New Chemical Process Should Be “Important First Step Toward Establishing New Technology Platform to Greatly Facilitate Drug Discovery Across Diverse Landscape of Therapeutic Indications”—Glioblastoma & Estrogen Receptor β Are Early Targets

A research team at Dartmouth College has developed a new strategy for drug discovery and development that can be used to produce targeted therapies against diseases such as cancer and neurodegeneration, according to a study published online on June 4, 2019 in Nature Communications. The open-access article is titled “A Synthesis Strategy for Tetracyclic Terpenoids Leads to Agonists of ERβ.” It is hoped that the process will also be useful in the large-scale production of new pharmaceuticals. The team has already used the new approach to develop a molecule that is selectively effective against glioblastoma, without little effects on non-cancerous human neural stem cells and human astrocytes, and to the development of a potent inhibitor of the the nuclear hormone receptor estrogen receptor beta. The new technique uses a novel synthesis approach for a class of organic compounds known as tetracyclic terpenoids.
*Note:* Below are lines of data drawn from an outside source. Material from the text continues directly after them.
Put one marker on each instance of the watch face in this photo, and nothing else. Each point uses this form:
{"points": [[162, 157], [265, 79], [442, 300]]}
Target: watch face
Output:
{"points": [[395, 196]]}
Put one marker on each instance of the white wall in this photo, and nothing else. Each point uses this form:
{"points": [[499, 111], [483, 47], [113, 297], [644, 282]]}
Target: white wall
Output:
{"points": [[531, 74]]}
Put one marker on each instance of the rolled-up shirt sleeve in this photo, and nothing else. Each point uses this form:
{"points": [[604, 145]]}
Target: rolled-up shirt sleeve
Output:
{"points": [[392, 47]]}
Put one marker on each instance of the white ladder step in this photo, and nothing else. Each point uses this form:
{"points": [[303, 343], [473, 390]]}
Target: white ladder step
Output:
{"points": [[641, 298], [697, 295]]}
Tetracyclic terpenoids are responsible for more than 100 FDA-approved drugs and are considered the most successful class of natural product-inspired pharmaceuticals. "Until now, there was nothing like this available for drug discovery and development," said Glenn Micalizio (photo), PhD, the New Hampshire Professor of Chemistry at Dartmouth. "While additional development is expected to enhance the power of this new technology, I believe that we are at the beginning of establishing a truly enabling and potentially transformative technology for the pharmaceutical industry." The process combines two new chemical reactions that establish bonds between carbon atoms with a unique metal-centered ring-forming reaction, also developed by Dr. Micalizio. The new technique allows for uniting molecular building blocks en route to developing a terpenoid skeleton in just a few chemical transformations.